Feature request: auto flush active memtable when there is many tombstones #13308
Description
If there happens to be lots of deletes for recently written data that is still in the memtable, it's possible to max out cpu usage of rocksdb when there is many prefix iterators that have to iterate over all the tombstones:
notice we don't have tombstones in SST files:
BUT we do have many tombstones in the active memtable:
This was the root cause of #13191 (comment)

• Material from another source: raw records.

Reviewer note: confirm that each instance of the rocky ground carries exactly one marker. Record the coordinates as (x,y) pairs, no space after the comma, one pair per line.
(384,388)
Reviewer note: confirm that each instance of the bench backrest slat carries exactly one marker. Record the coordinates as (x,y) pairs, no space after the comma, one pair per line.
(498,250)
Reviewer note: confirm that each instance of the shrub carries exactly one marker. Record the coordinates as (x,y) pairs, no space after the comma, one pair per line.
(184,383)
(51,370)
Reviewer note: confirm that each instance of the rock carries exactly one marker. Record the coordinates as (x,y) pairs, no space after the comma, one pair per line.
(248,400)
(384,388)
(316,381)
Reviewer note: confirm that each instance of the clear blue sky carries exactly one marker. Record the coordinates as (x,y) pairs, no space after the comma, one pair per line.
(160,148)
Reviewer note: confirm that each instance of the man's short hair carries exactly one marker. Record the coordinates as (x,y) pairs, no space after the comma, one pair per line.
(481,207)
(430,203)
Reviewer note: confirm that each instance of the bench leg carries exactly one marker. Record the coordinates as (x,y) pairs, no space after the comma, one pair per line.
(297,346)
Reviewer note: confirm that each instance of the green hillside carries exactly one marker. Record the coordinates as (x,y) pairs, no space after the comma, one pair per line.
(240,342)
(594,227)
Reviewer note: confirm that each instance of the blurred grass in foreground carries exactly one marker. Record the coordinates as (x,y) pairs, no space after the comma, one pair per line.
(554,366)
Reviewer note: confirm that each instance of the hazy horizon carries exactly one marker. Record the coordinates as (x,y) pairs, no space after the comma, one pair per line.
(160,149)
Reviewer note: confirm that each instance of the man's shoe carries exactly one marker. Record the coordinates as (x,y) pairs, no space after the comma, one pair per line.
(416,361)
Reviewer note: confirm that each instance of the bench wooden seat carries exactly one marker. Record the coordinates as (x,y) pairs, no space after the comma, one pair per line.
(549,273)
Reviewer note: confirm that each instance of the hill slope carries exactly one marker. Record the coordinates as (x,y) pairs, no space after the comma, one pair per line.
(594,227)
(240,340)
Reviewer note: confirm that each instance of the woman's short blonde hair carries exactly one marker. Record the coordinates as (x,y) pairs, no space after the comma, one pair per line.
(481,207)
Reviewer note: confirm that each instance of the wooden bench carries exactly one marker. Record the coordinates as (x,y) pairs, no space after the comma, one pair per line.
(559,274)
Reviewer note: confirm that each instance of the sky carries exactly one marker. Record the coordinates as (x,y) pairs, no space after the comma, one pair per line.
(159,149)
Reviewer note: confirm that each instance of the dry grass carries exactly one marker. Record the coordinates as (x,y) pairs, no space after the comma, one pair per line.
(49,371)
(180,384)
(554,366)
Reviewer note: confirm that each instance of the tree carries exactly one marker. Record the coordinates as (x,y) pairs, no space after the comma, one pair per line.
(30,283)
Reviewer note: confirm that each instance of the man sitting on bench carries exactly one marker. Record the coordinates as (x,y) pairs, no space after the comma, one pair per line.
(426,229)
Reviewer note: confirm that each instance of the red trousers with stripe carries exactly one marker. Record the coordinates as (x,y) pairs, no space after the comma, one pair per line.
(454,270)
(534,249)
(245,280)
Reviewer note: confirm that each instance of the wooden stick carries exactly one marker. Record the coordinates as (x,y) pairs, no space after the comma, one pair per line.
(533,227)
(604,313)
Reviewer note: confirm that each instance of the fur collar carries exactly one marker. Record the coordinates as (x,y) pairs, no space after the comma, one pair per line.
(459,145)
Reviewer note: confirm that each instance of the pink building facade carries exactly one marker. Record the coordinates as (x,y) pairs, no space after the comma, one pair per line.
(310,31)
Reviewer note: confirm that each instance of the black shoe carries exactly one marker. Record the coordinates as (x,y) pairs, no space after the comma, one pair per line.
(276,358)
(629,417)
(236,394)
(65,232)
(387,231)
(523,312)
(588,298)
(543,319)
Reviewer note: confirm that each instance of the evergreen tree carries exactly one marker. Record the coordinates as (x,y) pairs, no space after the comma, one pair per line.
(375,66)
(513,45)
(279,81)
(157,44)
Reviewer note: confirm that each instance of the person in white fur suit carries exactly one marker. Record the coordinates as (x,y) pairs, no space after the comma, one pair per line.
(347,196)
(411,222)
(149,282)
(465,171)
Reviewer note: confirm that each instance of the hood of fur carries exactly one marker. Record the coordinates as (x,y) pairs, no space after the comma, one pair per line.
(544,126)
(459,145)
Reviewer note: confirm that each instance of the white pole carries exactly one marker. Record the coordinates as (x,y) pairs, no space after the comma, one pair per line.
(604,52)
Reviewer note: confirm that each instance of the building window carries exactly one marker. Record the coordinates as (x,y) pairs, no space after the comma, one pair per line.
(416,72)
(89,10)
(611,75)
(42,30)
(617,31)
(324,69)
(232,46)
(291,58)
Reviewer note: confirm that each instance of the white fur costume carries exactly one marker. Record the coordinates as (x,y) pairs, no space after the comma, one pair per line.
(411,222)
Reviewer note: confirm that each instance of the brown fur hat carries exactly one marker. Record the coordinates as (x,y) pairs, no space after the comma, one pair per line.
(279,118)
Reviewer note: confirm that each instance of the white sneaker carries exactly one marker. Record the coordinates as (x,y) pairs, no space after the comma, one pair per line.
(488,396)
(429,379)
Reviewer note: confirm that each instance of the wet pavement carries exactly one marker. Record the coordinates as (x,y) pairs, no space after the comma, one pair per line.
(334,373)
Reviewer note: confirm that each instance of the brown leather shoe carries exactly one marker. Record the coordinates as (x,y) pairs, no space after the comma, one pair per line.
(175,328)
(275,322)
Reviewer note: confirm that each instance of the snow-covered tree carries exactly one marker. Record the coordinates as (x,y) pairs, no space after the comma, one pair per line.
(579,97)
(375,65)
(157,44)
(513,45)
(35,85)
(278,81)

Ideally we want something like CompactOnDeletionCollector but for memtables.
There is something very basic implemented for range tombstones: https://github.com/facebook/rocksdb/blob/v9.10.0/db/memtable.h#L835-L837 that triggers auto flush based on number of range tombstones that we can replicate and do the same for number of "regular" tombstones but ideally, we implement a similar semantic as CompactOnDeletionCollector to look at overall ratio of deleted/live keys as well as consecutive tombstones
@cbi42 what do you think? This seems like a very useful feature and I'm happy to at least implement the basic version of this similar to https://github.com/facebook/rocksdb/blob/v9.10.0/db/memtable.h#L835-L837 if you think my analysis is valid and there is no other feature in rocksdb that can do what I want.
The alternative approach:
If we don't want to bother with this, then in a background thread on an interval (every minute or so), I can get the value of rocksdb.num-deletes-active-mem-table
and compare that against rocksdb.num-entries-active-mem-table
to calculate the overall deletion/total ratio similar to what CompactOnDeletionCollector does for SST files and if that it it past the threshold then trigger a manual flush. I believe this should work but it feels odd to do something like this based on rocksdb metrics. Thoughts?